The former and current students at the historically black college said that after their sexual assaults, which occurred between 2014 and 2016, the school failed to follow it's own policy and did not investigate the cases. The lawsuit accuses Howard of showing "indifference" to the five victims. 

People on Twitter were outraged over the accusations in the lawsuit. 









One woman in the lawsuit said that a resident assistant who raped her in February 2016 still had a key to her room after she reported the rape. She later discovered through Twitter that the same man was accused of rape five months earlier. 

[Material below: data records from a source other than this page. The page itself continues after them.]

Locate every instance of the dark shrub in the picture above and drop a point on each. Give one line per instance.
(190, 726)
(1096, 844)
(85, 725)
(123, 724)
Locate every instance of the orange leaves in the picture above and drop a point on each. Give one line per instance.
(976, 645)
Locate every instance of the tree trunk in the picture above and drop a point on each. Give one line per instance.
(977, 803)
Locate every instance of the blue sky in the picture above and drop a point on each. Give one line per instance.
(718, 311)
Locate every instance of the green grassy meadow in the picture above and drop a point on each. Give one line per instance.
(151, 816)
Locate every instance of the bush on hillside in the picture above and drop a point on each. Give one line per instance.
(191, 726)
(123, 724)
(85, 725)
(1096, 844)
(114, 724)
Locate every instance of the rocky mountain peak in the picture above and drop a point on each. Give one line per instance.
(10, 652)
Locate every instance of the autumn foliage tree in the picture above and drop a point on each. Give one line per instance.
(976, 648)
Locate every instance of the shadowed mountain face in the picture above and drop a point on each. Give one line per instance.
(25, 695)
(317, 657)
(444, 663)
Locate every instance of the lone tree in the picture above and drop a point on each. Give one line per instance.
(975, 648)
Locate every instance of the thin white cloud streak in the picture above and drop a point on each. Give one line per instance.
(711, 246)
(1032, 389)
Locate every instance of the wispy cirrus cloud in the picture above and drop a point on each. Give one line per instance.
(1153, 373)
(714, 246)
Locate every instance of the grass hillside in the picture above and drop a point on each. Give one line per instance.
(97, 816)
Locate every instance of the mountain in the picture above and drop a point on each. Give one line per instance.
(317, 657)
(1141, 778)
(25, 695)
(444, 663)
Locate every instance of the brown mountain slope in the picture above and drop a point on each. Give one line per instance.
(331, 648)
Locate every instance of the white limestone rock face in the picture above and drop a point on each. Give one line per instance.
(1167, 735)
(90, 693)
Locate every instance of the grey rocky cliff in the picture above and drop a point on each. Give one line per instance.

In March 2017, one of the victims  tweeted her disbelief over the fact the attacker was still at the school, sparking protests. 



Another woman in the lawsuit said she was sexually assaulted by a Howard campus police officer. She asked Howard for counseling services because she was depressed and suicidal.

"She told Howard that she was interested in arranging counseling services and by January 2015, expressed a greater sense of urgency for such counseling because she was having an extremely hard time coping with the rape, was extremely depressed, and was suicidal," the lawsuit states. "Two weeks passed without help from Howard."

Howard is not the only historically black college accused of failing sexual assault victims. 

In recent decades, these colleges and universities have suffered from a lack of government funding compared to others schools, along with poor management and declining enrollment, according to Business Insider. 

"With majority institutions, when a recession hits, they might go from brie to eating cheddar cheese," Marybeth Gasman, an education professor and head of the University of Pennsylvania Center for Minority Serving Institutions, told Business Insider. "HBCUs go from cheddar to nothing."

Buzzfeed reported that the widespread financial issues affecting HBCUs create obstacles for sexual assault victims seeking help, as the schools devote their finite resources to other needs.